So our last for our average last frost is usually just about May 15th or so. So this is we're crossing our fingers, begging the trees, not to bloom because if they do, then there will be no fruit for the year because it will freeze again. But. Some of the birds are starting to come back. We've got plenty of birds who live here through the winter, but the migratory birds are returning and there's more light and it's starting to feel like spring is here.
It's starting to feel like, okay, we're ready to be out. It's Oh, it's time . For the annual garden, the plants that we plant ahead of time, it's time to get those tomatoes and peppers and all of those started in doors, so that they'll have time to be out, to plant them when the frosts finish up. So it's, yeah, it's a feeling of let's get going, come on, kinda ready to get skipping jumping around and it's. It's it's like he can kind of, that veil of winter is being lifted, but it's still chilly. Still. It's still nippy. Definitely up to of your layers. Yeah.
Mark: Well, the common thread there though seems that it's, the things are unfolding. Things are there's definitely some indication that life is waking up again. Where I am, it's well awake and doing its reproductive thing. And and it makes perfect sense for this to be sort of the pagan equivalent of Easter.
There's definitely a rebirth thing happening here. And of course, lots of birds are laying eggs right now. So, the traditional association with eggs is something that makes a lot of sense as well. The other thing about this holiday is that it is it is the balance of light and darkness.

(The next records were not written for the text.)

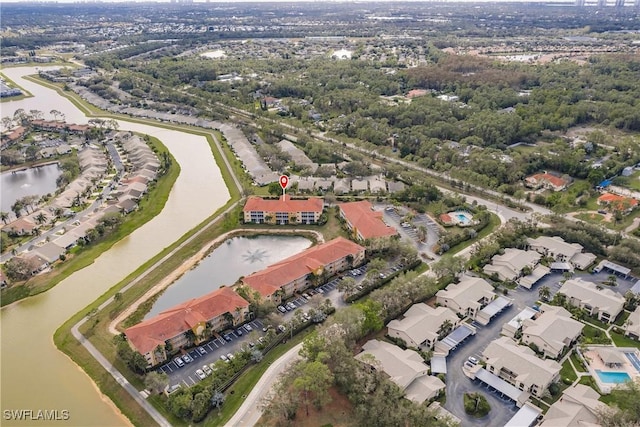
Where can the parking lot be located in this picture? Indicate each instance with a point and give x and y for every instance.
(210, 352)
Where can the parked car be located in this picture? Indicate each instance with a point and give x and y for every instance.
(200, 374)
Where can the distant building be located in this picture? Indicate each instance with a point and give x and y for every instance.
(510, 265)
(297, 273)
(213, 312)
(546, 180)
(405, 368)
(561, 251)
(364, 222)
(421, 325)
(468, 297)
(614, 201)
(579, 405)
(603, 303)
(551, 331)
(283, 210)
(520, 366)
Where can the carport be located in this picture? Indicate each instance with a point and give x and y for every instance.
(451, 341)
(525, 417)
(613, 268)
(438, 364)
(499, 385)
(494, 307)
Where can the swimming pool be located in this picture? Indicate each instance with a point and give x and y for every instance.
(463, 218)
(613, 377)
(634, 360)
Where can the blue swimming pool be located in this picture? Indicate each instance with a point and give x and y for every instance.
(613, 377)
(462, 218)
(634, 360)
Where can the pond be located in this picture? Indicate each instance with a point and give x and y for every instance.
(238, 256)
(36, 181)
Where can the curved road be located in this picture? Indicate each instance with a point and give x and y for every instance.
(250, 412)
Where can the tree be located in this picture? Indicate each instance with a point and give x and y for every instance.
(448, 265)
(156, 381)
(626, 410)
(313, 383)
(544, 293)
(41, 218)
(445, 328)
(18, 268)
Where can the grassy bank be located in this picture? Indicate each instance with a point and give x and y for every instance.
(149, 207)
(25, 93)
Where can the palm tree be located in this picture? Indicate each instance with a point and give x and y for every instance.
(544, 293)
(229, 318)
(445, 328)
(41, 218)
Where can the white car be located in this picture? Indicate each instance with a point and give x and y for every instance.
(200, 374)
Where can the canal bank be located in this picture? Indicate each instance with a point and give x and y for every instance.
(29, 359)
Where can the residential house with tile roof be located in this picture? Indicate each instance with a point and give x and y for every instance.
(468, 297)
(601, 302)
(405, 368)
(520, 366)
(298, 272)
(214, 312)
(365, 223)
(283, 210)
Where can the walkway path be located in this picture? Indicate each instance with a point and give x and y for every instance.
(250, 411)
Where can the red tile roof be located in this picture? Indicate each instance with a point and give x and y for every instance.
(552, 179)
(269, 280)
(148, 334)
(446, 218)
(283, 204)
(614, 198)
(365, 220)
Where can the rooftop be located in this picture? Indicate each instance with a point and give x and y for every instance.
(283, 204)
(269, 280)
(365, 220)
(148, 334)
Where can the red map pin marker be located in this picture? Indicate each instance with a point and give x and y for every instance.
(284, 181)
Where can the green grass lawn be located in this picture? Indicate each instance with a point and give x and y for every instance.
(622, 341)
(577, 362)
(568, 372)
(494, 223)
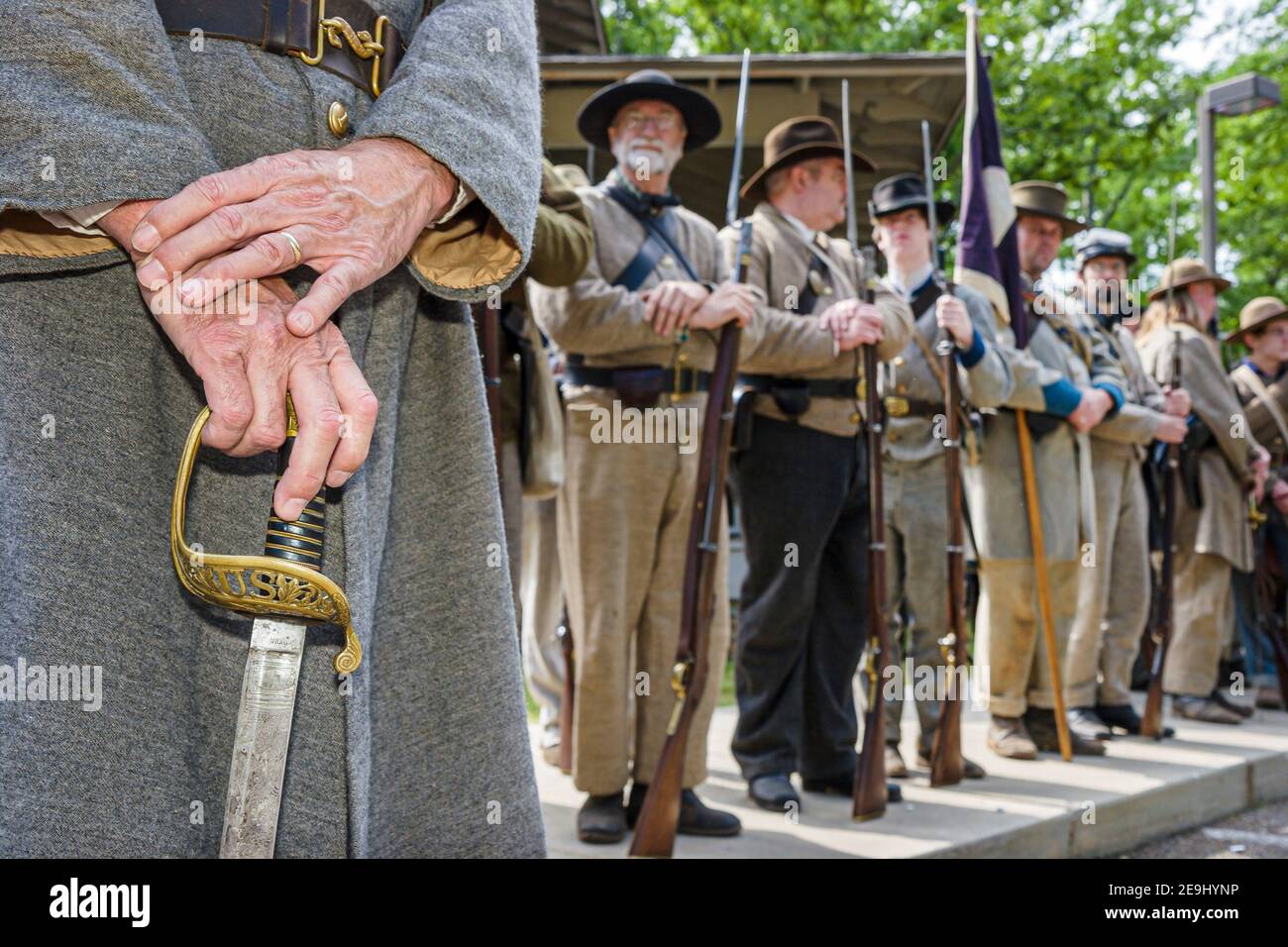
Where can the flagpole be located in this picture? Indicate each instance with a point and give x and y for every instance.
(1031, 499)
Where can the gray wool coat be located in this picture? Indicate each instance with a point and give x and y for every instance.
(428, 755)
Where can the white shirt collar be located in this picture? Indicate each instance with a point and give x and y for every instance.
(914, 281)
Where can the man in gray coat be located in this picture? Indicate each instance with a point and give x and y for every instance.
(303, 142)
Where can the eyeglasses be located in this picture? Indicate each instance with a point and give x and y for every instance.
(632, 121)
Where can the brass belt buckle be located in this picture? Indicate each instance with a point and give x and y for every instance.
(362, 44)
(897, 407)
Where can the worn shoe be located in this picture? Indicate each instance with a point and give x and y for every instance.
(1269, 697)
(896, 767)
(1241, 710)
(696, 815)
(1124, 716)
(1009, 737)
(774, 792)
(1087, 724)
(970, 770)
(844, 787)
(1046, 737)
(601, 819)
(1203, 709)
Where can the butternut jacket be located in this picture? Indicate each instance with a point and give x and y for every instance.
(793, 344)
(1061, 359)
(983, 371)
(1222, 526)
(603, 322)
(1136, 423)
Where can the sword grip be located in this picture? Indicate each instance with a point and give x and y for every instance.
(299, 541)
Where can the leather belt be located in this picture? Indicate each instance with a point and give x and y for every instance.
(898, 406)
(347, 38)
(816, 388)
(673, 380)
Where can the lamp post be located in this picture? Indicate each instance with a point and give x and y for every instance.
(1237, 95)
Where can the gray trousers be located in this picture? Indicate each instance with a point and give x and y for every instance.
(803, 496)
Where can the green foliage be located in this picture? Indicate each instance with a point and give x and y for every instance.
(1093, 95)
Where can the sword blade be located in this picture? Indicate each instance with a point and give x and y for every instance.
(262, 738)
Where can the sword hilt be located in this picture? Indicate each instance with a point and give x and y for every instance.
(303, 539)
(286, 581)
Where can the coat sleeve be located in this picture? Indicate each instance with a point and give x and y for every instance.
(781, 342)
(562, 243)
(467, 93)
(986, 375)
(85, 86)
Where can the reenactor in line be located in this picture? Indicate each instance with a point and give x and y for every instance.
(915, 502)
(800, 470)
(1112, 611)
(1067, 384)
(1258, 379)
(1223, 466)
(636, 328)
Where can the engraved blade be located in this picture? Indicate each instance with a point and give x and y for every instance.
(262, 738)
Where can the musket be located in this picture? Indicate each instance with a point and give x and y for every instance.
(286, 592)
(655, 830)
(1151, 720)
(947, 766)
(870, 774)
(570, 690)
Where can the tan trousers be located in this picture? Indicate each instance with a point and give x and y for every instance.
(623, 527)
(541, 591)
(1203, 621)
(1009, 634)
(915, 581)
(1113, 590)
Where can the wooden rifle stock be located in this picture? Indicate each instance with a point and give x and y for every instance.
(947, 766)
(1151, 722)
(655, 830)
(870, 776)
(570, 690)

And so. In some ways, it's the balance of winter and summer. The much less challenging, easier, more comfortable time of summer mitigated by the bitter cold and and inhospitality of winter. And. Depending on which minute it happens to be. It can be any of those things at this time of year.
And of course, metaphorically with light in darkness, we did a whole episode about darkness, but there's that as well the long dark days of winter are well behind us now. And unless you're in the couple of States that don't practice daylight savings time tonight. As we record this tonight will be the night that the clocks will turn forward and the days will start to seem quite a bit brighter. All of a sudden.
Yucca: So, if you're listening to this, that'll have been the day that it comes out, that'll be an yesterday. So this'll be your first Monday with the new hours.
Mark: Right, right.
Yucca: And we've talked about this before, but I wish that we would just do away with that.
Mark: Me too.
Yucca: It's ridiculous. It's dangerous and annoying. And I don't mind fall back so much, but spring forward.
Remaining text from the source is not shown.